I remember when I first tested the 500D – it didn’t take long for me to figure out how to focus in video mode or in Live View, it was by pressing the AE Lock button.
On the 550D – things weren’t as smooth. There’s no way to focus……… until I checked the manual! It seems that hidden in the menu somewhere, you can not just only enable the AF but you can even choose which button to use for AF, for example by half-pressing the shutter button instead of using the AE Lock button.
Other matters that requires further study of the manual were like the enabling of 1920×1080 (1080p) 30fps mode – even a user over at Facebook was asking how to get that mode. It’s not easy being a newbie and having a 258 page manual with you – you wouldn’t even know where to start. The 30fps mode is only available in when in NTSC system.
The AUTO-ISO mode now allows you to set the maximum ISO to be used, which I think is a great feature that even 7D users which they have but I also think it’s a feature that’s going to pamper those who are stepping into photography.
Here’s my thought for both……….
Canon EOS 550D
The price for this beauty is lower than what the 500D was when it was released last year. The improvements of 550D over 500D are not as great as 500D over 450D but they are noteworthy, especially the buttons, the button placements and the overall refinement of the FEEL.
The 63-zone metering system is certainly an improvement, over 500D. I was using the 550D at the Lenovo F1 2010 Garage Tour with Vodafone McLaren Mercedes F1 and it performed well despite the strong sunlight and dark shades. I never expected it to capture the details under the shade that well.
Comparing both, I do find that they meter differently. The 500D is often 1/3 stop below the 550D, despite having the same lens mounted.
At RRP of RM 2,799 for the body alone, it’s a great camera. We’ve seen street prices come to even RM 2,750 for the body + EF-S 18-55 IS set.
Canon EOS 500D
I’ve used the 500D for about 5 months now and I still think it’s a great camera. What the EOS 550D can do, the 500D can do most of it as well. I used the 500D for the event coverage such as Intel All-New Core Processor Family Launch and The PC Fair Experience and more.
I know I’ve said before that RM 200 difference is too little between the 550D and 500D, that you’re better off paying RM 200 more to get the latest with all the improvements.

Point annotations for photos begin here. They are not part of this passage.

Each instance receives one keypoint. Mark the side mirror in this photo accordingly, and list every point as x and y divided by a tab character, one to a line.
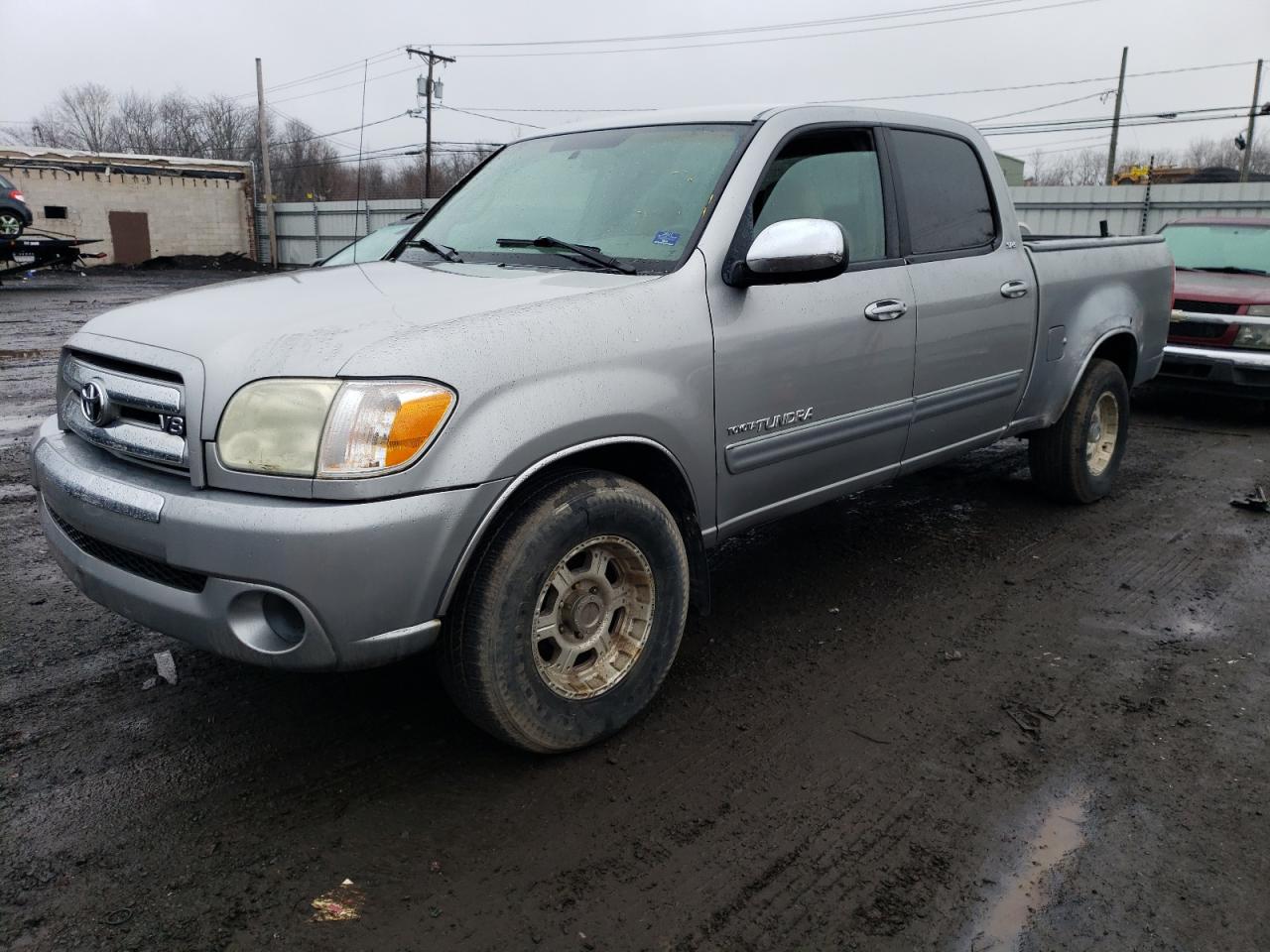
794	250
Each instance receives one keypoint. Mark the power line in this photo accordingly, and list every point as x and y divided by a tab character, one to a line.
1014	87
336	132
1039	108
495	118
485	149
1106	125
326	73
1040	85
1061	123
347	85
778	40
733	31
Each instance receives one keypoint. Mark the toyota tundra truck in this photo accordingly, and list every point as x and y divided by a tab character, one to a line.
603	353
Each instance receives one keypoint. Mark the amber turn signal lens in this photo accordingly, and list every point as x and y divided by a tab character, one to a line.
377	426
414	424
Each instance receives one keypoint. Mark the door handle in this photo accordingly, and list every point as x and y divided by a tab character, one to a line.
885	309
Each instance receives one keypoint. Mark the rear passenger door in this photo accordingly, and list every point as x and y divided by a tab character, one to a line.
813	388
974	296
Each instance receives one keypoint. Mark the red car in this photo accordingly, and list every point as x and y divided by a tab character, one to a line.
1219	335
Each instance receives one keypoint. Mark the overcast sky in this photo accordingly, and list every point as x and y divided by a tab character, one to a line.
209	49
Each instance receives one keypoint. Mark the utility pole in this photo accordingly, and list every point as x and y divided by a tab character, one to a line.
262	132
432	59
1252	125
1115	121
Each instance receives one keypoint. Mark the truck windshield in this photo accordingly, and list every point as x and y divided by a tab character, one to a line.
634	194
1220	248
371	248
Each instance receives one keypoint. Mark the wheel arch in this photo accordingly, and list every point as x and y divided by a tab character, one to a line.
638	458
1118	345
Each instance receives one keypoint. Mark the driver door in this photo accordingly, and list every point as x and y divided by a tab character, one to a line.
815	381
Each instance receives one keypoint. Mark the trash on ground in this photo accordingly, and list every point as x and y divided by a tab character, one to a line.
167	666
340	904
1255	502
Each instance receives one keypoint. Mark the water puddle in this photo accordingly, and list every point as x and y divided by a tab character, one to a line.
1026	889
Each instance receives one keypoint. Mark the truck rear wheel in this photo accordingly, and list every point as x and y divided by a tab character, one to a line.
1076	460
572	615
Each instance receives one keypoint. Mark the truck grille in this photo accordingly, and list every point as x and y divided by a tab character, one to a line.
131	562
130	411
1197	330
1205	306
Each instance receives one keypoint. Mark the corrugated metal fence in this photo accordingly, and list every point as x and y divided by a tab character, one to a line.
313	230
1132	209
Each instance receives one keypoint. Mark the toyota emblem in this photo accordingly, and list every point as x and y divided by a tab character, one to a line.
93	403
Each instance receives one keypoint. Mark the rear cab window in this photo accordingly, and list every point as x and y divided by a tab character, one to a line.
945	197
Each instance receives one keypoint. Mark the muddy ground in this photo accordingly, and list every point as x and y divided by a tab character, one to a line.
945	715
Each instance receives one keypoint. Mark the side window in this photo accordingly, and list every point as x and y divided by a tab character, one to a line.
947	199
830	175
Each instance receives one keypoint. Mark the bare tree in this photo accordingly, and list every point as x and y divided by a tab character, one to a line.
80	118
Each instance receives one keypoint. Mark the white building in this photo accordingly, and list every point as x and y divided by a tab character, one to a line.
141	206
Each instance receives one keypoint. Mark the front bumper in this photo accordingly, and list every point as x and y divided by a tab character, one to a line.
1216	368
285	583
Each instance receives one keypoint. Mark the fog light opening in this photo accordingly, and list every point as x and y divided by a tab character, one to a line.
284	619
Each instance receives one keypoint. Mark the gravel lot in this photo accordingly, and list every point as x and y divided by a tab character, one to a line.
944	715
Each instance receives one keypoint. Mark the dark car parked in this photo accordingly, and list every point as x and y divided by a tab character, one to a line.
1219	334
14	213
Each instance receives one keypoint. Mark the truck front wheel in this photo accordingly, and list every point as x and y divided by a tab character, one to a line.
1076	460
572	615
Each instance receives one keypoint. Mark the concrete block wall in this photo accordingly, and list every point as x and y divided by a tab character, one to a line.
200	216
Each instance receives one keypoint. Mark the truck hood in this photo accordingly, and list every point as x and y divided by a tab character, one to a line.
310	322
1228	289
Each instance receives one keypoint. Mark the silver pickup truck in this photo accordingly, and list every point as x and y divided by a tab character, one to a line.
603	353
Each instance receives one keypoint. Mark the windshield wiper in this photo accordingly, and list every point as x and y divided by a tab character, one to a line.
587	252
444	252
1228	270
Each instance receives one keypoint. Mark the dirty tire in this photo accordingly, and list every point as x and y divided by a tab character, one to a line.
490	660
1060	453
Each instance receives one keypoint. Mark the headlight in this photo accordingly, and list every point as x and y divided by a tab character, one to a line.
1254	335
331	429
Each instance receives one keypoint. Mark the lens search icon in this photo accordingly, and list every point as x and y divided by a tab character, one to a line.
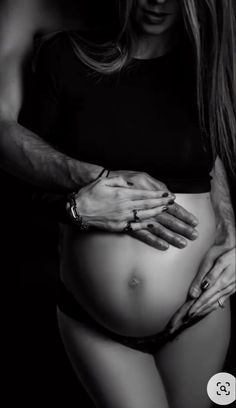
221	388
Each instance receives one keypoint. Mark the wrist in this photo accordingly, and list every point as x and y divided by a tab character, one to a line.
73	212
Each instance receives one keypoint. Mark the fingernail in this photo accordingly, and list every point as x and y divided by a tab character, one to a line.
205	285
194	293
171	331
182	243
194	235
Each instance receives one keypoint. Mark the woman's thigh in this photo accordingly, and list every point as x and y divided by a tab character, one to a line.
114	375
187	363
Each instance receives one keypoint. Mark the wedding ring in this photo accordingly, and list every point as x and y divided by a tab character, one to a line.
221	303
136	217
128	227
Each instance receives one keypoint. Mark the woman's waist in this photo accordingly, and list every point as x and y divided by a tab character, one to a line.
119	251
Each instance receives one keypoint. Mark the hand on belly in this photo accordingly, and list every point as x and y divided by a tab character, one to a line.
126	285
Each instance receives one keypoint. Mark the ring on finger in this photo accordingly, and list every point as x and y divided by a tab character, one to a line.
128	227
136	217
221	303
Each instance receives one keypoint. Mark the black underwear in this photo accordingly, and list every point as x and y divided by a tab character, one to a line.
69	306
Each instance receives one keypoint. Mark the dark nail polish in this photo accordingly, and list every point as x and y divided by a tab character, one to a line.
165	195
194	235
205	285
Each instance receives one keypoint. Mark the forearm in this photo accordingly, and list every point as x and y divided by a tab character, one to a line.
26	155
221	200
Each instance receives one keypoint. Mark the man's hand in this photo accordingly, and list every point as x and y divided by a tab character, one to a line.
169	228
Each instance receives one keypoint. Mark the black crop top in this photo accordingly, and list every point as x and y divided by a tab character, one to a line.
143	118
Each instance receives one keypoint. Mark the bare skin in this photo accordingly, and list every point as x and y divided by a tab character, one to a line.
25	154
68	177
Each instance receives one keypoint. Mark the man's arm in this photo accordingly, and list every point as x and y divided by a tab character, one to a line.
22	152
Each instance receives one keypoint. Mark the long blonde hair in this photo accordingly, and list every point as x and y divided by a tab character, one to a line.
210	25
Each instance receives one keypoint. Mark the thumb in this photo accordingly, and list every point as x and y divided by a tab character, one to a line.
199	283
117	181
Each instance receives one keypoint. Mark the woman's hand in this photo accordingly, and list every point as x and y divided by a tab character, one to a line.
109	203
172	227
214	283
140	180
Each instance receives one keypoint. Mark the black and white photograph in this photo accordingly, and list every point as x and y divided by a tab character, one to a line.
117	171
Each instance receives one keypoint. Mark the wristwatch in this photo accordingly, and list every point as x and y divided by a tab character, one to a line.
74	214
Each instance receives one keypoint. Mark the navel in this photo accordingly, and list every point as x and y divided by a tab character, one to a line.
134	282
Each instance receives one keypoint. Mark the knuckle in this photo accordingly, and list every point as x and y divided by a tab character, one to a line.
118	194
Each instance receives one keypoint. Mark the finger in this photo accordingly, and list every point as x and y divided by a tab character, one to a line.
206	297
151	213
150	239
205	267
117	181
177	226
179	212
212	307
218	296
148	203
137	194
167	235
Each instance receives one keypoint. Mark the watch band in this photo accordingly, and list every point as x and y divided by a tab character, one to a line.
74	215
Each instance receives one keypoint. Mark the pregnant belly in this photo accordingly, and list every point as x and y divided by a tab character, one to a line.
128	286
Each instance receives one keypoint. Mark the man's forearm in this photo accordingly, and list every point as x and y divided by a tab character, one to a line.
221	199
27	156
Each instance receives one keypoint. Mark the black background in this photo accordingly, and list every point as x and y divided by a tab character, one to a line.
36	364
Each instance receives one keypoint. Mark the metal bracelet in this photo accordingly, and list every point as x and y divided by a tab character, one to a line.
74	215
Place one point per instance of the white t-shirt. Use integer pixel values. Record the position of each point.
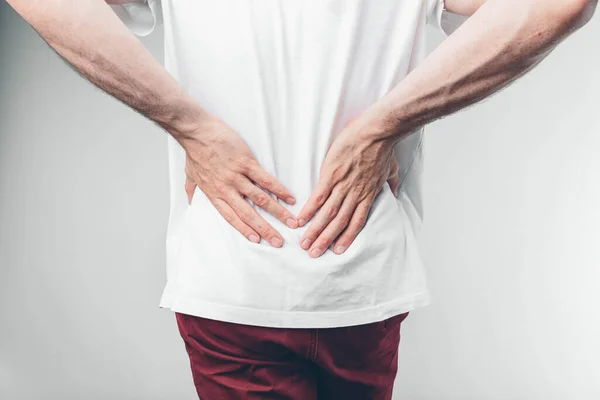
(288, 76)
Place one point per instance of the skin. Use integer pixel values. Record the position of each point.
(501, 41)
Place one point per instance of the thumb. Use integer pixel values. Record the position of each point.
(190, 186)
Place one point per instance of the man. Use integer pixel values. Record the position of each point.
(295, 127)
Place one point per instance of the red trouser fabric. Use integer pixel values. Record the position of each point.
(232, 361)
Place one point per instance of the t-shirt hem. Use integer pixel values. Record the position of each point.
(295, 319)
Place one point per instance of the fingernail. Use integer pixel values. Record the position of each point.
(340, 249)
(306, 244)
(316, 252)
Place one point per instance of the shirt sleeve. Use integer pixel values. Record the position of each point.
(434, 13)
(141, 16)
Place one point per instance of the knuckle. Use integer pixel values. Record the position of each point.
(344, 220)
(263, 230)
(361, 220)
(283, 214)
(267, 183)
(260, 200)
(332, 211)
(324, 242)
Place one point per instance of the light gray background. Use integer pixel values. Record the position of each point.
(511, 239)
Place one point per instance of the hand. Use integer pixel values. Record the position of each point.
(222, 165)
(352, 175)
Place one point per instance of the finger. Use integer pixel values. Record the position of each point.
(316, 200)
(190, 186)
(267, 203)
(249, 215)
(394, 183)
(357, 222)
(326, 214)
(269, 183)
(234, 220)
(332, 231)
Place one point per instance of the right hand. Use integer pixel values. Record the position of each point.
(222, 165)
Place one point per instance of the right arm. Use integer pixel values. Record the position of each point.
(109, 55)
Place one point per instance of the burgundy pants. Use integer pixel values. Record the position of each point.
(232, 361)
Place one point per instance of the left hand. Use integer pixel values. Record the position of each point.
(353, 173)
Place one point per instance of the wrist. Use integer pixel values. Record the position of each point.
(184, 118)
(380, 124)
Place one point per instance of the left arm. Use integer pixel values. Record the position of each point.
(501, 41)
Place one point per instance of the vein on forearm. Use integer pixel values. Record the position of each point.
(498, 44)
(91, 39)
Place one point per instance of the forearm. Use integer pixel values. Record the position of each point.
(500, 42)
(90, 37)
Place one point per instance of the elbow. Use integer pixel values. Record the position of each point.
(576, 13)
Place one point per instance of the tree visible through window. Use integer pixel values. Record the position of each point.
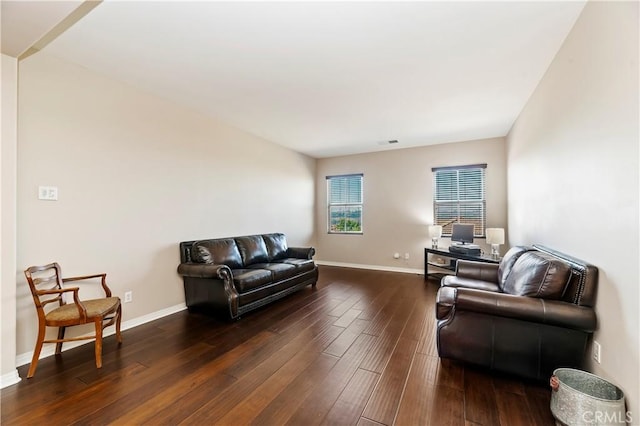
(459, 197)
(344, 199)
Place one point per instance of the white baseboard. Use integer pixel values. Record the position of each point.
(9, 379)
(372, 267)
(49, 349)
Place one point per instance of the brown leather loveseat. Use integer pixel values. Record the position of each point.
(232, 276)
(527, 316)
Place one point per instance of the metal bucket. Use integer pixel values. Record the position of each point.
(585, 399)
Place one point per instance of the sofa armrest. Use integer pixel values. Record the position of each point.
(301, 252)
(204, 270)
(477, 270)
(532, 309)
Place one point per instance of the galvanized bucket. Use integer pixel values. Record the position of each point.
(585, 399)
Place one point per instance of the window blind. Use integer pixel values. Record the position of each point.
(344, 200)
(459, 197)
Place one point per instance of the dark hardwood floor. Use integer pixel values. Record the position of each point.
(360, 349)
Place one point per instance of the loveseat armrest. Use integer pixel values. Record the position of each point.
(301, 252)
(532, 309)
(477, 270)
(204, 270)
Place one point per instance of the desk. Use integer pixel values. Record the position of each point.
(450, 260)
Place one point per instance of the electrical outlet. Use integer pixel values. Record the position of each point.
(596, 351)
(48, 193)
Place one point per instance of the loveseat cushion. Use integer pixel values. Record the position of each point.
(279, 271)
(248, 279)
(276, 246)
(252, 249)
(220, 251)
(507, 262)
(538, 274)
(302, 265)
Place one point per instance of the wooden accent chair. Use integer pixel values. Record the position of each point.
(46, 287)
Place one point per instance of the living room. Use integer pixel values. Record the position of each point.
(138, 173)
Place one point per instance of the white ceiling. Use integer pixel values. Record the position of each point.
(331, 78)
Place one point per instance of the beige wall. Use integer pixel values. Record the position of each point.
(573, 173)
(8, 219)
(136, 175)
(398, 201)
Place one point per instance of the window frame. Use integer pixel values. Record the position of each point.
(347, 204)
(459, 203)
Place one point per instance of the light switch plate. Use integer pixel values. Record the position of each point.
(48, 193)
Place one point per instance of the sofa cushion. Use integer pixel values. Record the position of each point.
(222, 251)
(279, 271)
(538, 274)
(276, 246)
(457, 281)
(252, 249)
(249, 279)
(507, 262)
(302, 265)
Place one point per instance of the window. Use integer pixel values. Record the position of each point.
(459, 196)
(344, 198)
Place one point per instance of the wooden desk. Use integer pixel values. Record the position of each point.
(450, 260)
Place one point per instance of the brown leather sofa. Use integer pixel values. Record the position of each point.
(527, 316)
(232, 276)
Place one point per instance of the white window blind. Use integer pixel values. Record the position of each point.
(344, 200)
(459, 197)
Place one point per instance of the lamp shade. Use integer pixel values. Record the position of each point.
(435, 231)
(495, 235)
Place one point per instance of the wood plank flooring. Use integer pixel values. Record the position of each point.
(358, 350)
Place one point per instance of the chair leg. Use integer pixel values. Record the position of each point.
(36, 351)
(118, 320)
(99, 343)
(61, 331)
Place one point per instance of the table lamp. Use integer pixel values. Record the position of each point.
(495, 237)
(435, 232)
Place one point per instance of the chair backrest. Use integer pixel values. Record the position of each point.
(583, 282)
(41, 279)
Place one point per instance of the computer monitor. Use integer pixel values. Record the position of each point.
(462, 233)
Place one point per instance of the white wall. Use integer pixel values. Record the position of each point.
(398, 201)
(573, 174)
(8, 374)
(137, 175)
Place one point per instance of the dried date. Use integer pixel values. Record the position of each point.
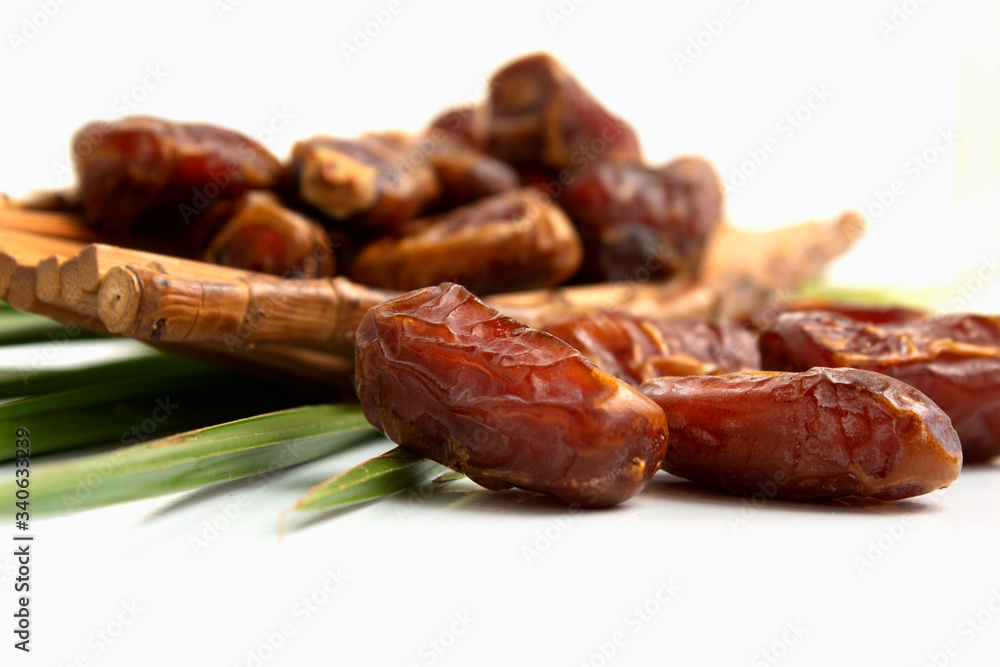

I believe this is still true if you’re getting the body alone.
However, I had a long thought over this matter and it might not be that clear cut as the 500D is currently at RRP of RM 2,599 for the body alone but I’ve seen street prices for as low as RM 2,450 for the body + EF-S 18-55 IS set – that’s about RM 300 apart.
RM 300 could mean an EF-S 50mm f1.8 II lens for you, or a better bag and higher capacity SDHC.
Now consider this – what if you wanted a battery grip?
Last I saw, the BG-E8 costs about RM 200 more than the BG-E5. Factoring all that together, going the 500D path could mean TCO (total cost of ownership) reduction by RM 500 or more. Then of course, there’s the option for a used BG-E5 as the BG-E5 has been around for quite some time, catering for users of 450D and 1000D. So it is entirely possible to acquire a used BG-E5 (lowers the TCO even further) while used BG-E8 are still pretty rare since it’s only been introduced with the 550D.
If cost is not an issue, do yourself a favour and get the 550D.
If you’re looking at lowering cost, then 500D could be the one for you. Not everyone needs 1080p video, I use 720p mode even on 550D for the overall smaller video size for smaller file size (faster upload time too), works fine on Class 2 and 4 cards and less demanding when it comes to playback on my computers.
The photos of the EOS 550D and EOS 500D were taken with the EOS 350D.
And the EOS 550D, 500D and 350D group photo was taken with the Powershot A1000 IS, yes – that same little fella that took the videos of burst mode test. The lighting was done by manually (yes, hand trigger) a 430EX II.